Mike Leigh enthusiasts will already be wondering how his study of
JMW Turner, perhaps England's most celebrated painter, fits into a canon characterised by improvised studies of ordinary, contemporary lives. The distinctive aesthetic still juts its awkward elbows through the period clothing. Mr Turner is drenched in morose humour. It features the occasional awkwardly broad performance. It has the ease of real life. But, like Topsy Turvy, Leigh's study of Gilbert and Sullivan, the picture does see the old dog stretching some underexploited muscles.
There will be a great deal of deserved superlatives flung at Mr Turner over the next few months. Dick Pope's cinematography references the images in Turner's paintings without ever slipping into cheap impersonation. Gary Yershon's angular orchestral score – like those singular pictures – manages to be both lyrical and mildly avant garde.

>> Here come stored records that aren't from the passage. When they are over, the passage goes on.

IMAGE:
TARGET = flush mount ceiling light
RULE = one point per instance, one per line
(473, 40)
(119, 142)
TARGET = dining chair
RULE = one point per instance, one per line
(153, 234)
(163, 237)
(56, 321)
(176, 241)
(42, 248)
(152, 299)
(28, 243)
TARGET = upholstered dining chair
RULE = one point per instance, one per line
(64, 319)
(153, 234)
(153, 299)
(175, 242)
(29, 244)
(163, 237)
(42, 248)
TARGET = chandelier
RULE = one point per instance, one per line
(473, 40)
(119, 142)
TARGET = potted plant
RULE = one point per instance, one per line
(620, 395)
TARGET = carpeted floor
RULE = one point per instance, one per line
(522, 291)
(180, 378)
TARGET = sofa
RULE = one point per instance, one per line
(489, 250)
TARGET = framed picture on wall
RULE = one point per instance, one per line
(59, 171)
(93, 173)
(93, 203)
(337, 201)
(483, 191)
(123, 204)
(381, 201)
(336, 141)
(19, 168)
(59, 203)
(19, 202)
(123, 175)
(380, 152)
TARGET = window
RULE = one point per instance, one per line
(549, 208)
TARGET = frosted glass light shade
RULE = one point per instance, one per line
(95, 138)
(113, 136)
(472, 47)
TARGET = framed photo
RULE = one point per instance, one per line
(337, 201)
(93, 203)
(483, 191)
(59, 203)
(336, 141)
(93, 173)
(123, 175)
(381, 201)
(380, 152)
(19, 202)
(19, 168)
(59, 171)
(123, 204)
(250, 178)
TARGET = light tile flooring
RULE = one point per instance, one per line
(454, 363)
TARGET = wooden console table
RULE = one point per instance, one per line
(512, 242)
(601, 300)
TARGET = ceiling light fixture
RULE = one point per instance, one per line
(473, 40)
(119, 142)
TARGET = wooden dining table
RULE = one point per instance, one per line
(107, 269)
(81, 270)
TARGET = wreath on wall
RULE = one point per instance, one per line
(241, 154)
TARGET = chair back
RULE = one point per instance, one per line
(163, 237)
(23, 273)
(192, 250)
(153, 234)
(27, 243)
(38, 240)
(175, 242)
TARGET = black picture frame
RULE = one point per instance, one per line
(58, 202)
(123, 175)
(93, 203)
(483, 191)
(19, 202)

But the film is particularly distinguished by a truly stunning performance from Timothy Spall. The word "animalistic" is flung around a great deal when discussing actors. Nothing can, however, quite prepare you for the porcine nature of Spall's Turner. Communicating largely in grating snuffles, he stomps about the studios and galleries as if in search of truffles that no ordinary human could smell. This version of the artist is, in many ways, a frightful specimen. He denies the existence of his wife and daughters, takes casual sexual advantage of his servant and then – as spoiled men will in later years – settles down with a woman foolish enough to show him kindness. The film doesn't excuse him, but its portrayal of those partners as, respectively, shrew, pathetic fool and Dickensian saint is just a little uncomfortable.
Mr Turner deals with the final years of the holy Cockney. Already famous, comfortably off, he begins to feel the critical winds shifting against him as he moves towards something a little like abstraction.

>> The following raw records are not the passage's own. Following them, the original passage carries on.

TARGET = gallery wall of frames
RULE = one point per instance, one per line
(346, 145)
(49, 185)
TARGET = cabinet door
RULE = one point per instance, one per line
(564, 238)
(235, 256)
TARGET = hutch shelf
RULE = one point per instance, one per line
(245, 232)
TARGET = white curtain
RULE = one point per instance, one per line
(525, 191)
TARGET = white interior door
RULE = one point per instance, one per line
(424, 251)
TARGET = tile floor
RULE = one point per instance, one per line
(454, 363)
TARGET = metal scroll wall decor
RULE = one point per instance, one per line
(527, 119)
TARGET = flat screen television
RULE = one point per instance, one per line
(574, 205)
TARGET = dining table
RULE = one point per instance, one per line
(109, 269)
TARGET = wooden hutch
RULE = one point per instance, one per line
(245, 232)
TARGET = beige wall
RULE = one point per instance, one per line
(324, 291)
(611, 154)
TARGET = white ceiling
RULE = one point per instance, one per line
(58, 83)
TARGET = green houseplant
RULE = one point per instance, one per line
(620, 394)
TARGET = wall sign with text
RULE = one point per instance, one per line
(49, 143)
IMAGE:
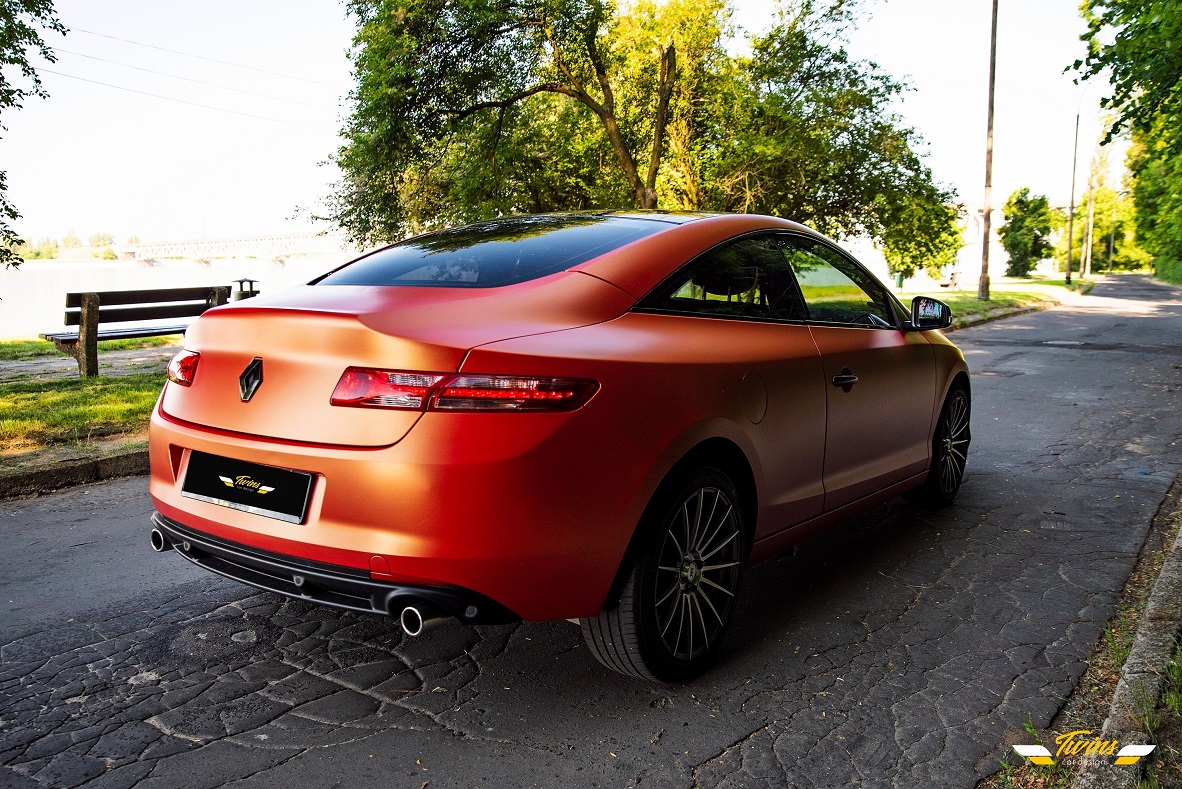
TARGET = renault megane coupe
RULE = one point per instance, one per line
(602, 417)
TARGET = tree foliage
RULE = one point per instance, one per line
(21, 23)
(475, 109)
(1026, 233)
(1157, 196)
(1137, 41)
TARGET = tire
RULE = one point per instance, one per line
(949, 449)
(680, 591)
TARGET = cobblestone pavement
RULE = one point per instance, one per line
(901, 649)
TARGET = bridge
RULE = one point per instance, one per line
(266, 246)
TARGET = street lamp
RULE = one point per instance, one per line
(1071, 207)
(982, 288)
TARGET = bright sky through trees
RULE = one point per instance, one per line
(140, 138)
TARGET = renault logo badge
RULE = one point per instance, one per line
(251, 379)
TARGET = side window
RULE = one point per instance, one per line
(746, 279)
(836, 289)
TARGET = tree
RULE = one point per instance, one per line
(926, 235)
(1136, 40)
(1157, 196)
(20, 32)
(1026, 233)
(1137, 43)
(475, 109)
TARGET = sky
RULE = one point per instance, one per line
(131, 142)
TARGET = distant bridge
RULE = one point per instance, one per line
(266, 246)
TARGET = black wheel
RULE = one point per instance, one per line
(949, 449)
(680, 593)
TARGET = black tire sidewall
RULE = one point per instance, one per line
(654, 651)
(936, 494)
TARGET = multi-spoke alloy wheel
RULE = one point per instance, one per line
(680, 592)
(949, 448)
(697, 574)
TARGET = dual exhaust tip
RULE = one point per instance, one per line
(415, 619)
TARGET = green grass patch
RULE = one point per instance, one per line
(965, 304)
(52, 412)
(26, 350)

In passing, the film offers a sly comment on the shift from Georgian sensibilities to those of the early Victorian era. In one delightfully acerbic scene, having had his paintings rejected by the new queen herself, Turner issues a particularly savage grunt at the sentimental, overcrowded, kitsch art that now decorates the walls of approved galleries. A man that still seems modern to us now has been left behind by an era that – as the picture notes – was still perfecting the camera and the steam train.

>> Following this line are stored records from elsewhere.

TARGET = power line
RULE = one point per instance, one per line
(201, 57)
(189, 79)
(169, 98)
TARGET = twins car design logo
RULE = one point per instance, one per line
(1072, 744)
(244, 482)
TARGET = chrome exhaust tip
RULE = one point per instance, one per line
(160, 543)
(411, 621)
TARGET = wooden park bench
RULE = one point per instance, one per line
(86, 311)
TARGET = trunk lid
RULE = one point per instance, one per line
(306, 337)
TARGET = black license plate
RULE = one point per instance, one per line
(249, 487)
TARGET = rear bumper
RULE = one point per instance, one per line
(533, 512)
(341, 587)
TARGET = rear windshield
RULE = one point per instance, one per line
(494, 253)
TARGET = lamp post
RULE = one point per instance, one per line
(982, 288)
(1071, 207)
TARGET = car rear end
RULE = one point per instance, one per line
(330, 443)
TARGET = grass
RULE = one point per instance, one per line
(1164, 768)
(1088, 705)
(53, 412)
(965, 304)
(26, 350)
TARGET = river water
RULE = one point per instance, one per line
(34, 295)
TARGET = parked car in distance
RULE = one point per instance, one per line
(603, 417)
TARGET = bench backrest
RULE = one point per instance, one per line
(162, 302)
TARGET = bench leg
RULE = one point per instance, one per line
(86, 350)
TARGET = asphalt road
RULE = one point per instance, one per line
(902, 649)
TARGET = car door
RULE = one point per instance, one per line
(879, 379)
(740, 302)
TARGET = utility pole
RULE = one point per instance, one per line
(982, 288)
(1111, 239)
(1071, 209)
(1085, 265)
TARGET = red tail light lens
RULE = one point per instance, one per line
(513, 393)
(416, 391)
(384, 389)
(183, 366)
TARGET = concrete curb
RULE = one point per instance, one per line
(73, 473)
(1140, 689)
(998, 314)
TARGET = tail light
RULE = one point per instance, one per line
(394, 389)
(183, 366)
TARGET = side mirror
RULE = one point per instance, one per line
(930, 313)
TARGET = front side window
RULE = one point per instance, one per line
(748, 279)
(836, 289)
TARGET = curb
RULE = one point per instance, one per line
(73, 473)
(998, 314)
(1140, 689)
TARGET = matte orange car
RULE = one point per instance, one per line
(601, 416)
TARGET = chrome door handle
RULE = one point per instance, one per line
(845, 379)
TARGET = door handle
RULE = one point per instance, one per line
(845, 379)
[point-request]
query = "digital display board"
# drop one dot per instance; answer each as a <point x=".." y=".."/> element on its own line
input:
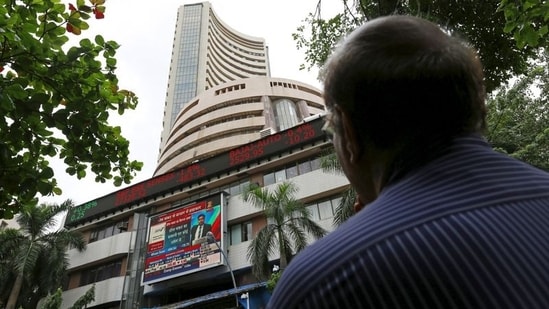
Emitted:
<point x="270" y="145"/>
<point x="184" y="240"/>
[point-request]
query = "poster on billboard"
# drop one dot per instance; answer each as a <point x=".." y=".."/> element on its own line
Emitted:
<point x="184" y="240"/>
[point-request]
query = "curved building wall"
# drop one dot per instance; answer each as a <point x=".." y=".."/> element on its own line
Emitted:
<point x="236" y="113"/>
<point x="206" y="53"/>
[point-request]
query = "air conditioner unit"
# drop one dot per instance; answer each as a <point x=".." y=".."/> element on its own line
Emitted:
<point x="265" y="132"/>
<point x="123" y="226"/>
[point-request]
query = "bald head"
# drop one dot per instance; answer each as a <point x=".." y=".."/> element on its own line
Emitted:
<point x="401" y="79"/>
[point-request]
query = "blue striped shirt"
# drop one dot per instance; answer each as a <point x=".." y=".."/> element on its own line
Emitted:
<point x="468" y="230"/>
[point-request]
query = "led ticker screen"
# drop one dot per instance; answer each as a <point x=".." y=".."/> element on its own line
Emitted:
<point x="239" y="156"/>
<point x="178" y="241"/>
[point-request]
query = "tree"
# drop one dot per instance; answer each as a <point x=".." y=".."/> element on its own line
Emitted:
<point x="34" y="261"/>
<point x="518" y="117"/>
<point x="55" y="101"/>
<point x="479" y="21"/>
<point x="345" y="209"/>
<point x="288" y="223"/>
<point x="526" y="21"/>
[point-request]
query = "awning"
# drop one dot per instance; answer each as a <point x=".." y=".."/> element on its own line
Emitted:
<point x="213" y="296"/>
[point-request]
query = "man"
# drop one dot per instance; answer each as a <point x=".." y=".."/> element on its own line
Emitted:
<point x="449" y="223"/>
<point x="201" y="229"/>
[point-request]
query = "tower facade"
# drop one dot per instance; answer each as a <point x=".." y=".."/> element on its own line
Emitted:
<point x="206" y="53"/>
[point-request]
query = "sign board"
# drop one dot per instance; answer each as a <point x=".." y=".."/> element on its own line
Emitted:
<point x="184" y="240"/>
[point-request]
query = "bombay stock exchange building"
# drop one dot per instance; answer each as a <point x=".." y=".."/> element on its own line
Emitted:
<point x="227" y="124"/>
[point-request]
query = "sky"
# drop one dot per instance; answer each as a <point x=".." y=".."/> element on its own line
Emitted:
<point x="145" y="30"/>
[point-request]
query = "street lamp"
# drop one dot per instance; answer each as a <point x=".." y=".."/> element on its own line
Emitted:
<point x="246" y="296"/>
<point x="211" y="239"/>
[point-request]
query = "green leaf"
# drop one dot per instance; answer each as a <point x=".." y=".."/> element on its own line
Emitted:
<point x="99" y="40"/>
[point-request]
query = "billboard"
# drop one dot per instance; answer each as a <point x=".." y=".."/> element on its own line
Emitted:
<point x="184" y="240"/>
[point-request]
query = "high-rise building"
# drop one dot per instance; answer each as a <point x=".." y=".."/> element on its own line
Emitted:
<point x="227" y="125"/>
<point x="206" y="53"/>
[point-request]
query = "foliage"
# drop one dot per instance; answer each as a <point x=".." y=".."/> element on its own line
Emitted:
<point x="518" y="117"/>
<point x="288" y="224"/>
<point x="55" y="101"/>
<point x="345" y="209"/>
<point x="53" y="301"/>
<point x="85" y="299"/>
<point x="526" y="21"/>
<point x="479" y="21"/>
<point x="34" y="260"/>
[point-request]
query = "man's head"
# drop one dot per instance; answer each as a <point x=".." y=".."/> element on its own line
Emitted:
<point x="399" y="84"/>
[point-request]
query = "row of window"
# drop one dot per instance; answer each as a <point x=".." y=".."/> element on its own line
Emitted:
<point x="100" y="272"/>
<point x="325" y="209"/>
<point x="109" y="230"/>
<point x="292" y="170"/>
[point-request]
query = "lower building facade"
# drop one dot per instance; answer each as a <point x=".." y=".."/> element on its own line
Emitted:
<point x="143" y="250"/>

As the establishment turns up its nose, Turner slumps into confusion and ill health. The actor takes full advantage of that challenge to flesh out the working-class hero’s vulnerability. The animal becomes cowed. His snuffles become more desperate. Yet he still manages to leave the world with a defiant declaration of the sanctity of sunlight.
"There is no place for cynicism in the reviewing of art," a particularly pompous version of John Ruskin says in the picture. There was not much of that about on the early raves for Mr Turner at Cannes. It is sure to figure among the prizes in 10 days' time.